P(Spam|message): 2.4372375665888117e-25
P(Ham|message): 3.687530435009238e-21
Label: Ham


In [19]:

classify('WINNER!! This is the secret code to unlock the money: C3421.')

P(Spam|message): 1.3481290211300841e-25
P(Ham|message): 1.9368049028589875e-27
Label: Spam


# Measuring the Spam filter's accuracy

I will now use our test set. 
I will use the classify function to return labels (Spam or Ham) instead of printing them.

In [22]:
def classify_test_set(message):
    message = re.sub('\W', ' ', message)
    message= message.lower()
    message = message.split()
    
    p_spam_given_message = p_spam
    p_ham_given_message = p_ham
    
    for word in message:
        if word in parameters_spam:
            p_spam_given_message *= parameters_spam[word]
        if word in parameters_ham:
            p_ham_given_message *= parameters_ham[word]
        
    if p_ham_given_message > p_spam_given_message:
        return 'ham'
    elif p_spam_given_message > p_ham_given_message:
        return 'spam'
    else:
        return 'needs human classification'
    

I will use the function to create a new column in our test set.

In [23]:
test_set['predicted'] = test_set['SMS'].apply(classify_test_set)
test_set.head()

Unnamed: 0,Label,SMS,predicted
0,ham,Later i guess.

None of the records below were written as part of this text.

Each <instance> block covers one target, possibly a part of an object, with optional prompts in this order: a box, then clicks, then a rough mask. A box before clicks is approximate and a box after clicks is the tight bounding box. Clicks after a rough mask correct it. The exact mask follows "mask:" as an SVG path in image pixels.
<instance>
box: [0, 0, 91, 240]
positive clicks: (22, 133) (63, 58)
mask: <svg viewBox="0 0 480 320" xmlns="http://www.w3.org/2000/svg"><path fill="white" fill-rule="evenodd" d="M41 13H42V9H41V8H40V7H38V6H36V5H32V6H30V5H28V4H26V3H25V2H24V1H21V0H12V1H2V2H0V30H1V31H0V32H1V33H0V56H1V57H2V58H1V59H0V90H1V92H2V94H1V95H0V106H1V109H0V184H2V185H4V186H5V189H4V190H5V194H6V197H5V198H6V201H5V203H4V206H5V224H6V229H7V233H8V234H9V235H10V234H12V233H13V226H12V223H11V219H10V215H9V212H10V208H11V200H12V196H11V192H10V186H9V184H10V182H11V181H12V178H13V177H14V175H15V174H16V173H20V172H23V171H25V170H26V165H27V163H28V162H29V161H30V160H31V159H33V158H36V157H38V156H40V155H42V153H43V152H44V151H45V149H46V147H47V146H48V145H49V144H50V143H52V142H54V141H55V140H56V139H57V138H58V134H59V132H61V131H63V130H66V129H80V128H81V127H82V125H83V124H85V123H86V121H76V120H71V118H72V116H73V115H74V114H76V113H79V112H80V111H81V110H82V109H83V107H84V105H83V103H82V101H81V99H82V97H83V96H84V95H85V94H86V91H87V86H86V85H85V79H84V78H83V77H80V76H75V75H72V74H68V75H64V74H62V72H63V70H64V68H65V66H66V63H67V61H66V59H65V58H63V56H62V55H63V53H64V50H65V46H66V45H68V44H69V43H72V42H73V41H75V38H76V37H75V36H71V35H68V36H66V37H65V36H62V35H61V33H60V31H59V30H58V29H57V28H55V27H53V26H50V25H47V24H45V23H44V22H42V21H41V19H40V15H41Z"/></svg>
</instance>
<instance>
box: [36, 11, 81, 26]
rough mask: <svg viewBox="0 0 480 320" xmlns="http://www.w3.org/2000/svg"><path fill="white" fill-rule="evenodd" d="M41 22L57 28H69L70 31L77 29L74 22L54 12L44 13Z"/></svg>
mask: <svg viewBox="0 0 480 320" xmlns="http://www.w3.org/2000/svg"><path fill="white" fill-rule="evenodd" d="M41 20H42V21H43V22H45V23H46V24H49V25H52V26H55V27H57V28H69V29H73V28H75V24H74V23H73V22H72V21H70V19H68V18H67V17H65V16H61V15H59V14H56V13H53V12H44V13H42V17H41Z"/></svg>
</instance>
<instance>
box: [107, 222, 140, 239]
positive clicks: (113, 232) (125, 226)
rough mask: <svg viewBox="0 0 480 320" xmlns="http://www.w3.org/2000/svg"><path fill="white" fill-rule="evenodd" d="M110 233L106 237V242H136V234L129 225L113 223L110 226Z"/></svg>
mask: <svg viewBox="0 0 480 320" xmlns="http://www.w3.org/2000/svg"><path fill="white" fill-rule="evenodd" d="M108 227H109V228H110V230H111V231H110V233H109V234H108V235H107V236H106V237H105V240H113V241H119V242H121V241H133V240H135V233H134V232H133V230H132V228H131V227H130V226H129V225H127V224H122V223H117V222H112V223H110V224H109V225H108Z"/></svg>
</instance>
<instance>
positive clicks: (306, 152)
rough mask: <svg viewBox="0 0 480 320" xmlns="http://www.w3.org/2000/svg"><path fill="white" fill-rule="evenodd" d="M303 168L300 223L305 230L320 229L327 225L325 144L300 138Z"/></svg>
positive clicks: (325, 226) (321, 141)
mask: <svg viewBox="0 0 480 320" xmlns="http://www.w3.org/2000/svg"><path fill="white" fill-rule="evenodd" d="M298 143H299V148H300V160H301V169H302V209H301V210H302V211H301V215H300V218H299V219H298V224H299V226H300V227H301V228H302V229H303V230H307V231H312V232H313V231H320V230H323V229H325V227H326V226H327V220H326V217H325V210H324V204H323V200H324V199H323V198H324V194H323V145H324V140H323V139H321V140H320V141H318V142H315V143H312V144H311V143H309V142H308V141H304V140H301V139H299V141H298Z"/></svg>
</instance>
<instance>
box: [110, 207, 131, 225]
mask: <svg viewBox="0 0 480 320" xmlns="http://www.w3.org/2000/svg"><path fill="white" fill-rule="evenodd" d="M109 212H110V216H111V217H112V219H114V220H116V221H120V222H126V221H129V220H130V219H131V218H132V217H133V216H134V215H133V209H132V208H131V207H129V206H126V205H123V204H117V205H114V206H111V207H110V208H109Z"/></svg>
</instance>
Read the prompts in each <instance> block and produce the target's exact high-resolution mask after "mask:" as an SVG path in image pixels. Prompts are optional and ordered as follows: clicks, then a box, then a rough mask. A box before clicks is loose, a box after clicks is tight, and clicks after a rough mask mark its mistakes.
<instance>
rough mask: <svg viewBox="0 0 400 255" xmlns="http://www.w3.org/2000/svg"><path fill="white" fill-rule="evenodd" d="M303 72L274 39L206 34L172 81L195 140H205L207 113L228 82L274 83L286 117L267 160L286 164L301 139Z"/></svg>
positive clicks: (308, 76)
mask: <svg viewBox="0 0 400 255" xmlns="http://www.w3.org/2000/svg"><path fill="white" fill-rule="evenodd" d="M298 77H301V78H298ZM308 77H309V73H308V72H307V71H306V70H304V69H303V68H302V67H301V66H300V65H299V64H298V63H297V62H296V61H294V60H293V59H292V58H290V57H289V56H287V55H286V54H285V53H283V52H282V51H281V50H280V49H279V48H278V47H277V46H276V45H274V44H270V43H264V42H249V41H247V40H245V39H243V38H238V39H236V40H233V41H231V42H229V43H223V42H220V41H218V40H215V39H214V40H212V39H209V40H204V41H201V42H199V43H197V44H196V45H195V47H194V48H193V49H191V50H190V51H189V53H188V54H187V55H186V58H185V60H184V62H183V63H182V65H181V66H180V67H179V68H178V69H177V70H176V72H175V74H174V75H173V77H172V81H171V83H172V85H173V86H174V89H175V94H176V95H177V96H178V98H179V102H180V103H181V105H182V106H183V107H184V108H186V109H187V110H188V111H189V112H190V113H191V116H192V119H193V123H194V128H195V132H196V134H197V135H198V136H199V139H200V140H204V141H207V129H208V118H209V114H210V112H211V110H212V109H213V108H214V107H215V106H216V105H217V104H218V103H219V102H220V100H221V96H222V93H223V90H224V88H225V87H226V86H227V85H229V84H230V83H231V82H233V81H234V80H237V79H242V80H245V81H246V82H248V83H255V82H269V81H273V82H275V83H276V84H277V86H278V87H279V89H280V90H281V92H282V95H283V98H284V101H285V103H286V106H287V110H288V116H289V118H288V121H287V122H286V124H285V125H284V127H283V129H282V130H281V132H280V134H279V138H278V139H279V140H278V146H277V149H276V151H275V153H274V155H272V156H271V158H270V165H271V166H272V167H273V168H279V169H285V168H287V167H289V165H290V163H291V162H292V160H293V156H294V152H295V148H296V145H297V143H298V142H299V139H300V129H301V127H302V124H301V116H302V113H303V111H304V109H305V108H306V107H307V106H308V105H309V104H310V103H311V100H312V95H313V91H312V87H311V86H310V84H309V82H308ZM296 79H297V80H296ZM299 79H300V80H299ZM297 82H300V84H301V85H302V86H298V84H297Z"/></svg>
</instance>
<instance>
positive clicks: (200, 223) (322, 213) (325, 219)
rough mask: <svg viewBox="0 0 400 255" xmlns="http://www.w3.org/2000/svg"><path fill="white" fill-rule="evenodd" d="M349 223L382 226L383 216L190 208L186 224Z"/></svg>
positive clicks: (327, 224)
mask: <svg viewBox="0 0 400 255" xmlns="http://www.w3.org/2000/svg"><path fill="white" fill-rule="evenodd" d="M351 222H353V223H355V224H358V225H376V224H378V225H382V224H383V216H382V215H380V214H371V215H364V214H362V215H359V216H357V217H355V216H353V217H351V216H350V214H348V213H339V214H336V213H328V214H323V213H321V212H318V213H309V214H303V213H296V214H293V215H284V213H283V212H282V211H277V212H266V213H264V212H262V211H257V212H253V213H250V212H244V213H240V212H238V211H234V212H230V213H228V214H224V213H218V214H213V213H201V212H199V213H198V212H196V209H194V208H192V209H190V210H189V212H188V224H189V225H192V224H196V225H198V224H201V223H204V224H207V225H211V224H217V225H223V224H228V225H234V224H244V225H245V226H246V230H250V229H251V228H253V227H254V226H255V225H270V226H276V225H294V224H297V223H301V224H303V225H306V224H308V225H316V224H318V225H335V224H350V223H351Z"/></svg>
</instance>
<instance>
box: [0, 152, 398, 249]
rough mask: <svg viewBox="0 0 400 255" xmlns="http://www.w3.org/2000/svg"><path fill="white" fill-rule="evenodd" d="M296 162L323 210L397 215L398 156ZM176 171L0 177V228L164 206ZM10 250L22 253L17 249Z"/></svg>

I needa do mcat study too.,ham
1,ham,But i haf enuff space got like 4 mb...,ham
2,spam,Had your mobile 10 mths? Update to latest Oran...,spam
3,ham,All sounds good. Fingers . Makes it difficult ...,ham
4,ham,"All done, all handed in. Don't know if mega sh...",ham


# Testing accuracy function

In [24]:
correct = 0
total = test_set.shape[0]

for row in test_set.iterrows():
    row = row[1]
    if row['Label'] == row['predicted']:
        correct +=1
        
print('Correct', correct)
print('Incorrect', total - correct)
print('Accuracy', correct/total)
    

Correct 1100
Incorrect 14
Accuracy 0.9874326750448833


The accuracy is over 98%, that's very good. It means our function managed to classify correctly 1,100 messages out of 1,114.

# Conclusion
In this project I managed to build a spam filter for SMS messages using the Naive Bayes algorithm. The goal to have at least 80% accuracy was overachieved, I managed to obtain over 98% accuracy.

One of the next steps could be checking the messages that were classified inaccurately and try to improve our function.